Bardsey Island, North Wales
View across Bardsey Island, Gwynedd, North wales
A view of seals resting on the rocks

Bardsey Island, North Wales.

Anglesey, North Wales

The largest of Wales’ islands and a county in itself, Anglesey in North Wales offers the visitor a range of experiences. The north of the island is all dramatic cliffs and industrial history, while from the flatter southwestern part, you can marvel at the silhouettes of Snowdonia mountains across the narrow Menai Strait that separates the island from the mainland. 
Anglesey Adventures offers a wide range of activities for the adventurous, including full and half day courses in coasteering, sea kayaking, gorge scrambling, rock climbing, raft building and abseiling. Alternatively, make your way across the causeway to romantic Llanddwyn Island, separated from Anglesey at high tide, or venture out by boat to nearby Puffin Island or cross the bridge to explore Holy Island. 

On Holy Island, bask in the sun at popular the popular Rhoscolyn and Trearddur beaches and climb the lighthouse at South Stack with a guided tour. Puffin Island is at the end of the Menai Strait, which divides Anglesey from North Wales. It’s worth a day trip from Beaumaris to see the wildlife, the views of the strait, and to fish in the rich waters surrounding the island. 

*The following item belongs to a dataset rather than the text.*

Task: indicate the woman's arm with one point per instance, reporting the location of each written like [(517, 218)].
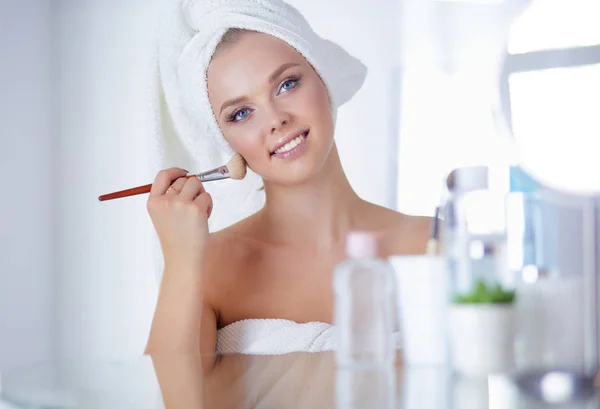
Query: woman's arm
[(178, 316)]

Getting There: Anglesey (along with Holy Island and Llanddwyn Island) can be reached by road from Bangor, 3 miles (5 km) away over the Menai Bridge; or Anglesey has a rail station, Holyhead.

Llanddwyn Island, Anglesey.

Llanddwyn Island, Anglesey

Worm’s Head, South Wales

Worm’s Head is a picture postcard icon, its island jutting out from the headland at Rhossili at the very end of the Gower Peninsula in South Wales. For a six hour window when the tide is out, you can scramble across the rocks before climbing its ridge and – if you’re lucky – spotting seals lolling about in the waters below. It’s a great vantage point to look back and admire the long beach at Rhossili, a favourite with surfers, family day trippers and courting couples alike. Visit the National Trust Visitor Centre at Rhossili for crossing times, or check ahead online.

Getting There: Worm’s Head can be visited as a day trip from Swansea, 20 miles (32 km) away. 

Die Gezeiteninsel Worms Head auf der Halbinsel Gower.

Aerial view of Worm's Head and Rhossili Bay, Gower

Flat Holm, South Wales

From the Cardiff Bay barrage in South Wales, Flat Holm can be seen in the middle distance, seemingly at the centre of the Bristol Channel. The cliffs of English-owned Steep Holm tower over the lower level plateau of Welsh-owned Flat Holm at its side. Join a guided tour of the island and learn about its smuggling past and working lighthouse. It was from here that, in 1897, the first wireless signals were transmitted across open sea by Italian physicist Guglielmo Marconi. As Marconi’s first message asked: “Are you ready?”

Getting There: Flat Holm can be visited as a day trip from Cardiff as part of a 5 mile (8 km) boat trip.